3. Scientists are concerned about a possible crash and they are clueless about exactly where it would occur.
"Potentially, there may be a highly toxic and corrosive substance called hydrazine on board the spacecraft that could survive re-entry," a statement warned.
"For your safety, do not touch any debris you may find on the ground nor inhale vapours it may emit."
4. Though most of the satellites are expected to burn out when they re-enter Earth's atmosphere, around 40 percent of them may survive as space dust or debris.
Tiangong-1 space station was launched in 2011 to serve as a manned laboratory. The space station and the mission control had lost contact last year.

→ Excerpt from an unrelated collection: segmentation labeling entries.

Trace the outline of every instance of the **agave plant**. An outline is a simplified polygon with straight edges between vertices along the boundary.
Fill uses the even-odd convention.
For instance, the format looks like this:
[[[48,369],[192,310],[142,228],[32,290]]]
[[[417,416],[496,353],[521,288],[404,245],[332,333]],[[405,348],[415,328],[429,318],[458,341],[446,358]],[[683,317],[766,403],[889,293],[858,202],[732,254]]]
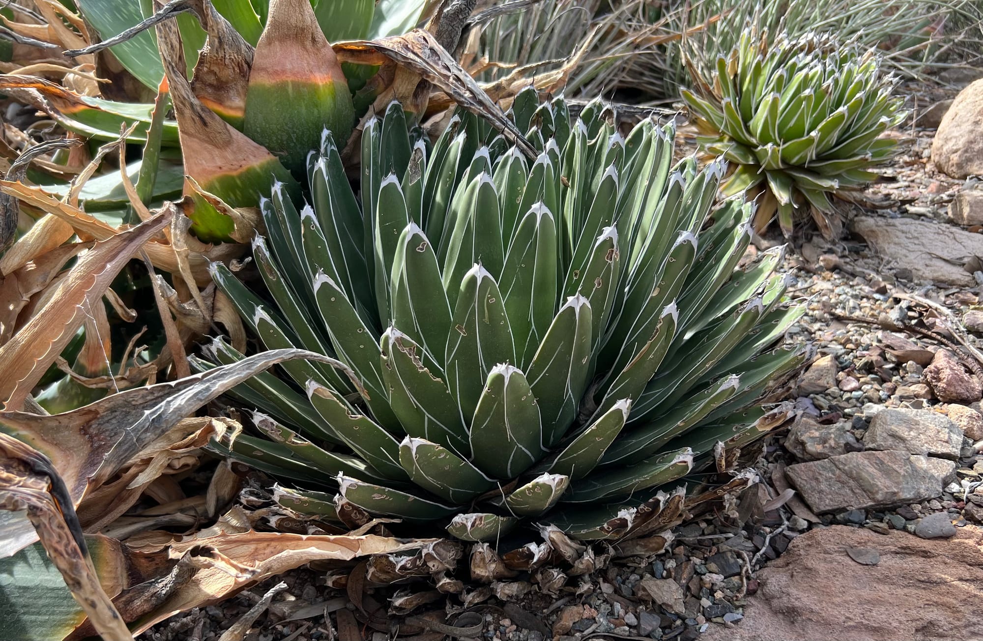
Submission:
[[[882,138],[899,123],[902,100],[873,51],[859,53],[834,37],[783,35],[746,29],[715,64],[690,52],[695,83],[682,91],[703,149],[735,164],[725,195],[764,192],[754,225],[764,230],[778,213],[790,235],[796,213],[812,214],[834,235],[831,195],[877,178],[871,167],[896,152]]]
[[[527,518],[610,538],[773,425],[755,402],[802,364],[781,344],[802,309],[782,304],[781,250],[735,270],[753,206],[713,208],[722,162],[670,166],[671,125],[622,138],[599,102],[572,121],[529,90],[511,115],[537,157],[463,111],[429,149],[393,103],[364,132],[361,207],[325,132],[312,204],[282,185],[262,202],[269,298],[213,264],[266,348],[335,359],[235,389],[257,432],[225,451],[306,488],[283,505],[468,541]],[[243,358],[221,339],[208,355],[195,367]]]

5. On September 14, 2016, China revealed about Tiangong-1 crashing to Earth in the latter part of 2017 in an official statement.
The astronomers have now predicted the space station would re-enter the Earth in March 2018. The countries which are likely to be at risk are Spain, Turkey, India, Italy and parts of the US, as per the United States Environmental Protection Agency (EPA).
6. Experts from EPA are sure that the debris will not land further north than 43°N or further south than 43°S and they are worried about any country present between these latitudes getting hit by the craft, a Daily Star report revealed.
7. The biggest object which had re-entered Earth's atmosphere was Mir space station, an unmanned Russian cargo spacecraft which was launched in 1997. Crashed into Earth in 2011, Mir was heavier than Tiangong-1, weighing 264554.715 pounds (120,000 kg).